The Inside Edge
UK financial analysts are warning that the crisis hitting many parts of Europe at present may filter through to Britain to the extent that mortgages may become even scarcer to track down than they are at the moment.
Financial trading continues to operate with fewer borders and as such, UK banks with a Europe-wide presence are going to feel the effects of the current problems and their mortgage arms may be set to tighten their criteria and maybe even remove some products altogether.
According to the Council of Mortgage Lenders, short term prospects for the UK mortgage market were going to be directly affected as a result of the on-going problems in Greece and elsewhere. Recent figures released by the CML have shown an easing of mortgage lending following a spike at the start of 2012 as many borrowers sought to take advantage of the stamp duty holiday.

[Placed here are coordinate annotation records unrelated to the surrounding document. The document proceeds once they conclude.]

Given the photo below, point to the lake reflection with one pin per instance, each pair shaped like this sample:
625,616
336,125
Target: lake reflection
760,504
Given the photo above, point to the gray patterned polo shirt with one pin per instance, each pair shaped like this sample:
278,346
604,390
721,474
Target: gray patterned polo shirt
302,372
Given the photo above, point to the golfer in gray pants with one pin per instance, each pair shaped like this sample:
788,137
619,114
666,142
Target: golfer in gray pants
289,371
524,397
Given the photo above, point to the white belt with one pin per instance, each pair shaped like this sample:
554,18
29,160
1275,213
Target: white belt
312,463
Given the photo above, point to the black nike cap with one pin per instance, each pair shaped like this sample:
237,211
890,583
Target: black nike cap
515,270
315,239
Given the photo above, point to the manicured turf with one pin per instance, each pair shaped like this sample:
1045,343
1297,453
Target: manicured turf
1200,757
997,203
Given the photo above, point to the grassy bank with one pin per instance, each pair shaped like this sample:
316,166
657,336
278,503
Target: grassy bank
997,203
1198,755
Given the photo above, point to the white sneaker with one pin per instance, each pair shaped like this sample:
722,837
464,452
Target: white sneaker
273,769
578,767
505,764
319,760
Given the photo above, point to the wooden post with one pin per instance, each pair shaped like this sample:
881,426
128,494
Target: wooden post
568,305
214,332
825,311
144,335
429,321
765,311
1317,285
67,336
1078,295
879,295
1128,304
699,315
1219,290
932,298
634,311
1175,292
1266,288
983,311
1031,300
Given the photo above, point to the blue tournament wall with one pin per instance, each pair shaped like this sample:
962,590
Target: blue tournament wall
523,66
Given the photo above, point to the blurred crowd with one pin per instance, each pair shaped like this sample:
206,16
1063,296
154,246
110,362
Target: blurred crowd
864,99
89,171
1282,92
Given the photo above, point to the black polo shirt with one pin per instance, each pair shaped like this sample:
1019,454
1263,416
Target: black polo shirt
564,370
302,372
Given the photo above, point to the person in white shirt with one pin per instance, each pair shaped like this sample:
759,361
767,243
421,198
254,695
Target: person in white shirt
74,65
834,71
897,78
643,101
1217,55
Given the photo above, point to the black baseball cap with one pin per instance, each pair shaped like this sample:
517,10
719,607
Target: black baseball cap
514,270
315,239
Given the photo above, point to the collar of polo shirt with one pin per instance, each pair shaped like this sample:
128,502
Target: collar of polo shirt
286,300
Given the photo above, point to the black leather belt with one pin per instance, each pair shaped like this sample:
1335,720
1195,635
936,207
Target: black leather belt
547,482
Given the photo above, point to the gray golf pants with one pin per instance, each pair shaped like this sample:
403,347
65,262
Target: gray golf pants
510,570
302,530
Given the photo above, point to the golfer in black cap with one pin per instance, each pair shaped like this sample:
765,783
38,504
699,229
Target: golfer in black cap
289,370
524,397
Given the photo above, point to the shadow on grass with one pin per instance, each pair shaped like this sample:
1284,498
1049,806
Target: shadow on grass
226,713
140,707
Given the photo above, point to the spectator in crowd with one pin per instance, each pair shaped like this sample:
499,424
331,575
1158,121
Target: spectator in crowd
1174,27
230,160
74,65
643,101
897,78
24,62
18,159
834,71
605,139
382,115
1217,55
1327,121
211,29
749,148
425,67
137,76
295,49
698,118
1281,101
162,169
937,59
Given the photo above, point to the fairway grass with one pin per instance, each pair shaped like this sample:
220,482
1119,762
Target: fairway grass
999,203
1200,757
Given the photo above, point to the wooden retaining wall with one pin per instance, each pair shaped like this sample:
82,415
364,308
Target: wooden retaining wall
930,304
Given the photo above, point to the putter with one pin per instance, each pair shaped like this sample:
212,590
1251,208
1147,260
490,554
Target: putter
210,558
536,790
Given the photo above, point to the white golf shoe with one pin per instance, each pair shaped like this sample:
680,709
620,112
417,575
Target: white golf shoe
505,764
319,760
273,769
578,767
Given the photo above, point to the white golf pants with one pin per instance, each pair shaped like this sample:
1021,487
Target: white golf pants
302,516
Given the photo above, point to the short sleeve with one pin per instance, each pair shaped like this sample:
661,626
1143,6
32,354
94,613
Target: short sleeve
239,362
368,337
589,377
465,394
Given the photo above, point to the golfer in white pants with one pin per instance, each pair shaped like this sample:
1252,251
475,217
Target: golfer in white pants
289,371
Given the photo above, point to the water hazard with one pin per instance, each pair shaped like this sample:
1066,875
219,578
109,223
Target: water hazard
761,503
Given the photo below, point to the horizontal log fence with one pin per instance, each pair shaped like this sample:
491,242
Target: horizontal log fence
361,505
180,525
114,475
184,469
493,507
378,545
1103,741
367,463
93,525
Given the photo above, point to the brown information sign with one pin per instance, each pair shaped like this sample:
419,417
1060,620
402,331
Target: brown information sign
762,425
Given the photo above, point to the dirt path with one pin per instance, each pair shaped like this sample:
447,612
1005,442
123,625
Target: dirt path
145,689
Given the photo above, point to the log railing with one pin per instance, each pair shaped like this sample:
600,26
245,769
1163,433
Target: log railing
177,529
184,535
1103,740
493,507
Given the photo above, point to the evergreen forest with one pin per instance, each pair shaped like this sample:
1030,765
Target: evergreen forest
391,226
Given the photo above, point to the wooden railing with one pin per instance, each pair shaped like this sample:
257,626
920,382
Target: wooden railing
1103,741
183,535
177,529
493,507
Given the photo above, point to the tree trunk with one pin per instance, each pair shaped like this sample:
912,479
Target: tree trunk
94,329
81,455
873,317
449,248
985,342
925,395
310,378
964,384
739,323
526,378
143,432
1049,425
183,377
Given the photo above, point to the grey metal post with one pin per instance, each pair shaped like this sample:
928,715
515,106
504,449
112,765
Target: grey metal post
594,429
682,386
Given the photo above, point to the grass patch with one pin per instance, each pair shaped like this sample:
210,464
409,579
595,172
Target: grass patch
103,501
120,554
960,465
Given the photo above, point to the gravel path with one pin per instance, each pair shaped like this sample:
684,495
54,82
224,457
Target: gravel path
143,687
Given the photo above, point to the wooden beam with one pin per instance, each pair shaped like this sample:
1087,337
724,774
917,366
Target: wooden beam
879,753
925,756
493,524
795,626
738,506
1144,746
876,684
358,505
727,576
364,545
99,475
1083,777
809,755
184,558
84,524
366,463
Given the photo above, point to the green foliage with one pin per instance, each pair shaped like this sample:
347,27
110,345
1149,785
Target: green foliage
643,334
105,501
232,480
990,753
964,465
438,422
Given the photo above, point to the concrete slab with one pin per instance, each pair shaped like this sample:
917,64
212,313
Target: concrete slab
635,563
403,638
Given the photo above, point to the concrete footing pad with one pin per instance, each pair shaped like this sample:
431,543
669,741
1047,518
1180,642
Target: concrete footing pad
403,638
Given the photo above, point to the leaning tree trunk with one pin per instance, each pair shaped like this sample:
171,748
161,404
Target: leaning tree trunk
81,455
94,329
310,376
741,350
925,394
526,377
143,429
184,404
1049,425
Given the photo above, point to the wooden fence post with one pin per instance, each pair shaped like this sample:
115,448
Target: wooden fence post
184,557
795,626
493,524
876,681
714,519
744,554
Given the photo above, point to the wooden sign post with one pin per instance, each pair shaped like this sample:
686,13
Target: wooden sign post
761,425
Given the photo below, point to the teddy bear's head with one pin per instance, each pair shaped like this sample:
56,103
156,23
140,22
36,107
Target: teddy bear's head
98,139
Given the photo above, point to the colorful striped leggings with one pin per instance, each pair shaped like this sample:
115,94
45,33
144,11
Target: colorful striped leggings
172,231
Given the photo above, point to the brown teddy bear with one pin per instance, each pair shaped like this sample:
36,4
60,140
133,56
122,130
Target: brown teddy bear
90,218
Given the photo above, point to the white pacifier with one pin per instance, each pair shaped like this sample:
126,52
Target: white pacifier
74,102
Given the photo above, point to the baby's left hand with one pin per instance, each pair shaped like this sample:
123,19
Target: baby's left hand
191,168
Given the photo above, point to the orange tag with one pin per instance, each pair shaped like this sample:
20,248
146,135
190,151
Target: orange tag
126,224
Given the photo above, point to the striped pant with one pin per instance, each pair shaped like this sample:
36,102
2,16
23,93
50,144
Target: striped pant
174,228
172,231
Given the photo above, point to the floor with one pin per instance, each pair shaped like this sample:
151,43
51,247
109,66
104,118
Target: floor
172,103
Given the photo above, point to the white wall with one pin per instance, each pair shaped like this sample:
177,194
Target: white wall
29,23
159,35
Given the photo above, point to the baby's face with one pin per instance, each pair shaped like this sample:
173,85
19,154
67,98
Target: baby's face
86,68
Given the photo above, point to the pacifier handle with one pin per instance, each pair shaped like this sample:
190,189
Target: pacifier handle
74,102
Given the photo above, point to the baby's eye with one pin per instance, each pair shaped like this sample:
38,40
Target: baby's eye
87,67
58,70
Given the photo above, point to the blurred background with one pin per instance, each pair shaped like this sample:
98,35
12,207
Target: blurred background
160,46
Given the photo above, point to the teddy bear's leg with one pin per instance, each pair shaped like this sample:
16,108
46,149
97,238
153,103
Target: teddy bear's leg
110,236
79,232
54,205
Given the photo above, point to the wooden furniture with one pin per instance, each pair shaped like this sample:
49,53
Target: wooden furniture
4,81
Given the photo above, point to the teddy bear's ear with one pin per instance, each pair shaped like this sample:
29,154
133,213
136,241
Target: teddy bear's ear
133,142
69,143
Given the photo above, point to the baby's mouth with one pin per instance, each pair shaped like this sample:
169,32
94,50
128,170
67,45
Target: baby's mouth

Gross mortgage lending for April stood at £10.2 billion and while that represented a fall of 19% from March, it was still 2% higher than for the same period in 2011. The stamp duty window was always going to give a false picture and the fact that lending is higher than a year ago might give cause for optimism but the CML have warned against complacency.
“The underlying picture appears to be one of easing momentum in the housing market, but with potential for a sharper downwards correction on bad eurozone news,” said Bob Pannell, chief economist at the CML.
Meanwhile, mortgage brokers are urging borrowers to be alert to the danger that the crisis may bring as lenders consider their options.
“The cross-border nature of banking means that UK banks cannot remain immune to what happens in the eurozone,” said Mark Harris of SPF private clients.
“While interest rates are unlikely to rise for three to five years, supporting the market to an extent, borrowers must keep an eye on lenders raising mortgage rates regardless and take action if required and if they are able to.”
On many occasions in the past, prospective buyers may have been put off by dramatic headlines in the media and it is also felt that this factor may apply in the current climate.
“Few could argue that the demand for property, already weak, has been dealt a further blow by the deterioration of the Eurozone,” said Martin Stewart of London Money.
“With apocalyptic headlines every day, who wants to commit to a transaction as big as moving house?”
The volatile situation looks set to continue for the coming months but how much effect will the news from Greece and elsewhere start to have on the UK mortgage market?